The description below is new: it was not taken from any Constellation Software Inc copyright material. Even though
I wrote the original version, this description is not taken from the old coding but is
reverse-engineered from actual .DM files generated more recently.
However, it cannot be guaranteed that it correctly describes the .DM format as currently used in products
supplied by Constellation Software Inc. If you use this to read files produced by or write files intended to be read
by Constellation Software Inc products, you do so at your own risk.
However, the file structure described below is used to import Datamine files into VMINE
and the description below should allow development of software which will read and write .DM
files without the need for separate conversion programs.
This is a random-access file with filename extension .DM. It is organised as 'pages' (these are
the Fortran records) with
page length of 2048 bytes (512 4-byte words) into which the data are mapped.
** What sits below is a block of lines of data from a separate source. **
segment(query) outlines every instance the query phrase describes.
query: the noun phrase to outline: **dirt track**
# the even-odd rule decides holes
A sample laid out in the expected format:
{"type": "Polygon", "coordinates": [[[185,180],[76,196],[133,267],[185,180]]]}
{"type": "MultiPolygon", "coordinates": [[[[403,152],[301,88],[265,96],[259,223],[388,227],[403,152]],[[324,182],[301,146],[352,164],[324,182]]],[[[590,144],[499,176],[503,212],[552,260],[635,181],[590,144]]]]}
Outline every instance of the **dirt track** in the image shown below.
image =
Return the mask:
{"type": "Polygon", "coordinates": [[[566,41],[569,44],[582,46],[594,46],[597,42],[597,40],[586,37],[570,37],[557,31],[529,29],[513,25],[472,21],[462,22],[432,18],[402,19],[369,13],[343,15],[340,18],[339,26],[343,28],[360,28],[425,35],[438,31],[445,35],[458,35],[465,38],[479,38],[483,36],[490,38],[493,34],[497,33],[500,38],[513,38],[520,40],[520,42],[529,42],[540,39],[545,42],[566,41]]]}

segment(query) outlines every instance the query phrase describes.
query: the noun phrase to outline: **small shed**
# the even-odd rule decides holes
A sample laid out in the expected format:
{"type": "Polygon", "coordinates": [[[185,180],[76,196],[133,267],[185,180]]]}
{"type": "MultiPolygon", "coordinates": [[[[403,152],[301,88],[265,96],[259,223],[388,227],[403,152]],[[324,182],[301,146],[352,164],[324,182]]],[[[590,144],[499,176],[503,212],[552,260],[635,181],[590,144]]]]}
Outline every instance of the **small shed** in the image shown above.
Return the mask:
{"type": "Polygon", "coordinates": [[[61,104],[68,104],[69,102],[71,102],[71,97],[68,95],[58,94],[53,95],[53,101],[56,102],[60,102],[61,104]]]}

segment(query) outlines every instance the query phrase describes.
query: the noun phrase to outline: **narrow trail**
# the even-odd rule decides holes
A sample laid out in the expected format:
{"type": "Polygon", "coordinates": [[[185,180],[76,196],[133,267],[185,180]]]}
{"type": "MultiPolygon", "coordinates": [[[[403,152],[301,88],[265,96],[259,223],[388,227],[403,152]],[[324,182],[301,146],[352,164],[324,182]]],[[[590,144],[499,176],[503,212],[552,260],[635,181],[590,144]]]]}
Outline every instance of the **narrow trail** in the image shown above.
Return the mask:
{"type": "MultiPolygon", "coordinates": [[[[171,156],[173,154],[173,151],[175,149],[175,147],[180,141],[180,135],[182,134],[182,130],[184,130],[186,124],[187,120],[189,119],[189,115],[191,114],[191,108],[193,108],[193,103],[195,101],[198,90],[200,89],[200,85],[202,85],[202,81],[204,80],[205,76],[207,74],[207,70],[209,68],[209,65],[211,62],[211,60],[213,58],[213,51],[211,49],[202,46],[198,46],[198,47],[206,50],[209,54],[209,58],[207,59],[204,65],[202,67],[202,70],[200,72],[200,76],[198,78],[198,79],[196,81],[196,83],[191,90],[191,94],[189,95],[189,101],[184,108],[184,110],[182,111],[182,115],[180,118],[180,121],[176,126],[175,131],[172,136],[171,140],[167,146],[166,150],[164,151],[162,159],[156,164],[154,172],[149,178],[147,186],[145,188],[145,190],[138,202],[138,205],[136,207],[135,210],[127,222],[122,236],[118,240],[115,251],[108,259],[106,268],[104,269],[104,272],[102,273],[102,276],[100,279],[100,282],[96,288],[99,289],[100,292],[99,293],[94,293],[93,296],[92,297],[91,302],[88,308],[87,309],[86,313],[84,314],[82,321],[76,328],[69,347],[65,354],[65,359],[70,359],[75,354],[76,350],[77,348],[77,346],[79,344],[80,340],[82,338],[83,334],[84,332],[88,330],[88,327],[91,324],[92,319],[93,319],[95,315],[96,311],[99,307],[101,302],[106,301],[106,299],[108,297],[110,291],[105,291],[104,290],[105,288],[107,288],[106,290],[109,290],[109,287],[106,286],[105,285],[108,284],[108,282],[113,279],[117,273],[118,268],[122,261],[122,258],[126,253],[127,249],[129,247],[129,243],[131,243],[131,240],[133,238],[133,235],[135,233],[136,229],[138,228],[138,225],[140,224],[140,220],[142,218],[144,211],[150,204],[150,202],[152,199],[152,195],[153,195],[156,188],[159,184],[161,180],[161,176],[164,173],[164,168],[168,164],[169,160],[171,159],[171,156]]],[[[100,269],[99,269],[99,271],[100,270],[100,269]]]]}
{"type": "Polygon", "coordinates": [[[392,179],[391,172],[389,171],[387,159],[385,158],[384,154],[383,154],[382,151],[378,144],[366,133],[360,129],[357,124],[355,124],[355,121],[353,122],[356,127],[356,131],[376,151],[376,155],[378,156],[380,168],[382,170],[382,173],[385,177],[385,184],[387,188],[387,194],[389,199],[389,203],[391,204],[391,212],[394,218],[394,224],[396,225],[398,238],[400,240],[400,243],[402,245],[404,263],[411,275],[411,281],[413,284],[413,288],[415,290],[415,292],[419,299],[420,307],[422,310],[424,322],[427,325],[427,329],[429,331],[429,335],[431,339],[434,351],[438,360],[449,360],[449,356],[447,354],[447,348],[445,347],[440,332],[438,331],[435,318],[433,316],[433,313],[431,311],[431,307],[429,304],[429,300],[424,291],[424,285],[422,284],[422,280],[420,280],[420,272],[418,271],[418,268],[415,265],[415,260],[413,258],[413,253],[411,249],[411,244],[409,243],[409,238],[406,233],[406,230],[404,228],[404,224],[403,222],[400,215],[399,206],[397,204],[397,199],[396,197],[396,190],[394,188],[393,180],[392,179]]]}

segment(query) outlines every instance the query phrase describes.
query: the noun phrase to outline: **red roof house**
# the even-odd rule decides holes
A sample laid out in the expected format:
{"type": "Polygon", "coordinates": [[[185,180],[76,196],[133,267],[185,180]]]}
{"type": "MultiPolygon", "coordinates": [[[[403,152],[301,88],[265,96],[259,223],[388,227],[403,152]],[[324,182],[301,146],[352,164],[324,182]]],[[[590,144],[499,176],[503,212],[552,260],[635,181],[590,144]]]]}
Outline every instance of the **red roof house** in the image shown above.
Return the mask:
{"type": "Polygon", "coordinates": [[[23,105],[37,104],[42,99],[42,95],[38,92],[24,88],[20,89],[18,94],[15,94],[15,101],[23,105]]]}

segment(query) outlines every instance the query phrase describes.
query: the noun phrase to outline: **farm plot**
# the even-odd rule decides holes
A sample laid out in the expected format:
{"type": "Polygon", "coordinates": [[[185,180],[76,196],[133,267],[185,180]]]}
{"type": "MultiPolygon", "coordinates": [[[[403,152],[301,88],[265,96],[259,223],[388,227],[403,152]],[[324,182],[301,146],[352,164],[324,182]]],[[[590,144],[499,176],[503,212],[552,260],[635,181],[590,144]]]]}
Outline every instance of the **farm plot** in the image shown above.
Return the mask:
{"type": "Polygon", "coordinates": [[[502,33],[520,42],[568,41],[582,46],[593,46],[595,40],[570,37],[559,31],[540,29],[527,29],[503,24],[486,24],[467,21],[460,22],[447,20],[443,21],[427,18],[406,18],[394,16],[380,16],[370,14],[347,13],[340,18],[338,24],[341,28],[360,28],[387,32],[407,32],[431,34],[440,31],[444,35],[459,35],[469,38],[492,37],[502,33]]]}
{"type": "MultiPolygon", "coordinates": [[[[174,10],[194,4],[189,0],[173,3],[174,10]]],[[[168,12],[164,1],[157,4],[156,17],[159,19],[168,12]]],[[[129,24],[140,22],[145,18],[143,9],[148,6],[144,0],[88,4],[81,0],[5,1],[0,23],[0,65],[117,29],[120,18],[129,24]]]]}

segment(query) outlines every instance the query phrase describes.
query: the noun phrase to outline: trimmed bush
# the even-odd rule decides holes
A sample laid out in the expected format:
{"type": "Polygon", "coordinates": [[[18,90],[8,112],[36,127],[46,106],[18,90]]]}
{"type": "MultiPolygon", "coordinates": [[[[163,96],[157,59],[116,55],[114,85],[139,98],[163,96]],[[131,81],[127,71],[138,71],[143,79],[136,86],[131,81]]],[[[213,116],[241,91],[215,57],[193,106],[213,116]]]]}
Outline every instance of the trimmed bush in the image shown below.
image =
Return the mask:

The first page contains the DD (data definition) and the second and following pages contain the data.
In all pages the last 4 words (16 bytes) contain security information, but I think this is no
longer used so can probably (no guarantees!) safely be coded as blanks. However, these words
are not available to be used for data, so the effective page size is actually 2032 bytes (508 4-byte words).
There are two data types, text or alpha ('A') and floating point numeric ('N').
Some integers are used within the first DD page but these are all stored as 4-byte floating-point values.
Data items may either be (a) stored within data records, or (b) file constants whose value is the same
for every record in the file and defined once only in the DD.
Integer items in the Data definition page are stored as Fortran REAL*4 or REAL*8 values in the single and extended precision formats respectively.
First page structure:
|1-8||1-4 and 9-12||File name (max 8 characters) which usually matches the actual file
name (e.g. FILENAME.DM - not case-sensitive)|
|9-16||17-20 and 25-28||Database name (max 8 characters) - I think this is no longer used|
|17-96||33-36,41-44,...,185-188||File description (free text, max 80 characters)|
|97-100||193-200||Numeric date coded as 10000*year + 100*month + day|
|101-104||201-208||Total number of fields in the file (alpha fields are counted as the number of 4-byte blocks they occupy)|
|105-108||209-216||Number of last page in the file|
|109-112||217-224||Number of last logical data record within the last page|
|113-2032||225-4064||Field definitions, each occupying a group of 28 bytes (SP) or 56 bytes (EP).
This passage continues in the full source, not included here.